Princess Diana of Themyscira was sculpted from clay by her mother, Queen Hippolyta, brought to life by Aphrodite and bequeathed her superhuman powers by the Greek gods. Over the 75 years she has been kept off the big screen, her fitful appearances on the small screen, most notably in the Lynda Carter TV series and on animated shows like Super Friends and Justice League, have made it easy to forget that Wonder Woman is not one of us. She wasn’t bitten by a radioactive spider or transformed by some environmental cataclysm and instead was born a demigod, above and apart from the flaws and frailties of humankind.
Of the many things the new Wonder Woman gets right, the first and most important is a triumph of scale, of emphasizing the alien immensity of Princess Diana before she mingles with humans and accepts her civilian alter ego, Diana Prince. In that respect, director Patty Jenkins has successfully modeled the classicism of the original 1978 Superman, which also builds up the alien mythos of its hero before Clark Kent turns up in nerd glasses and identifies more closely with the denizens of his adopted planet.
It’s not unfair to say that Jenkins has gone the conservative route, adopting a risk-averse strategy that is closer to the tightly managed Marvel Cinematic Universe than that of Wonder Woman’s DC Comics. With its World War I adventure plot, in fact, Wonder Woman could be tagged a gender-reversed Captain America: The First Avenger. But the conservative choice also happens to be the right one, and the film has the scale and storytelling clarity to sell the mythology and give Princess Diana the stature her many titles suggest. Here, she is a figure of remarkable totemic power.

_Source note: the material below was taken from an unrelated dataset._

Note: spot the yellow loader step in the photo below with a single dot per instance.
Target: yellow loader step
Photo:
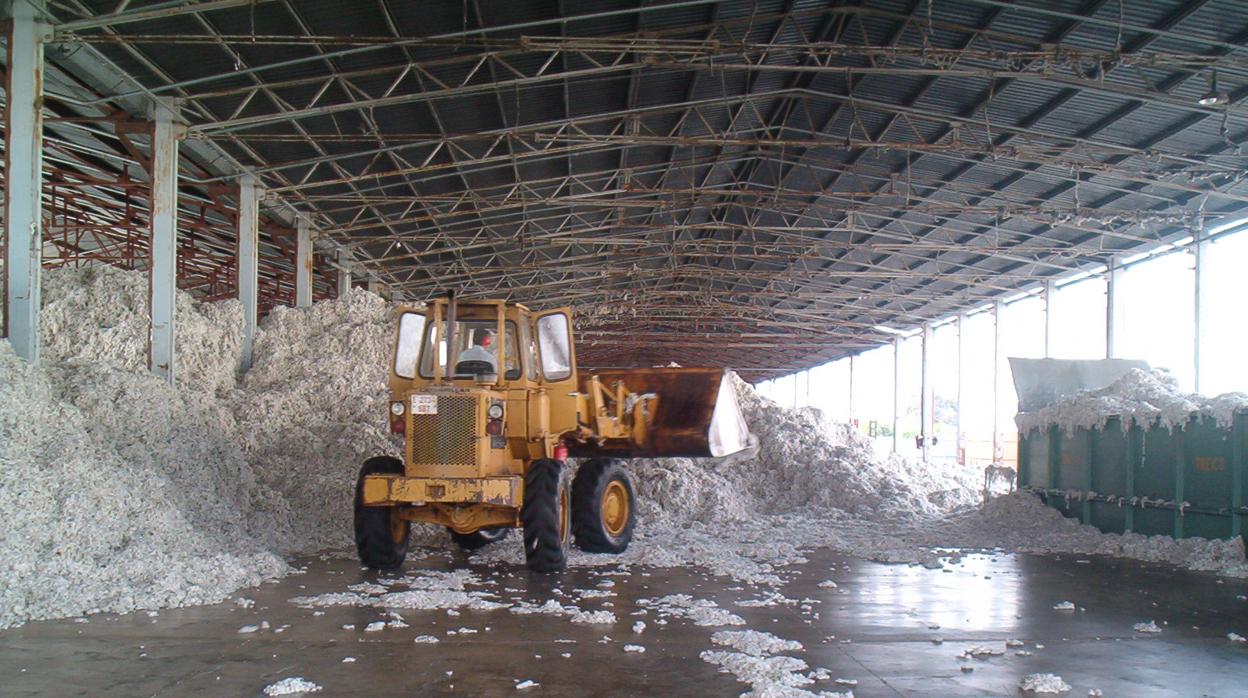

The most critical stretch of the film — and the best — comes at the beginning, when Diana (Gal Gadot) is growing up among the other Amazon women on Themyscira, an island cloaked by an invisible shield to protect its inhabitants from Ares, the god of war. Over the objections of Queen Hippolyta (Connie Nielsen), Diana starts training with her aunt, General Antiope (Robin Wright), for the epic battle they’re all certain will eventually reach their shores. For as long as it remains untouched, the island is an appealing feminine utopia of benevolent values and esprit de corps, a powerful contrast to the fractious world outside its magical borders.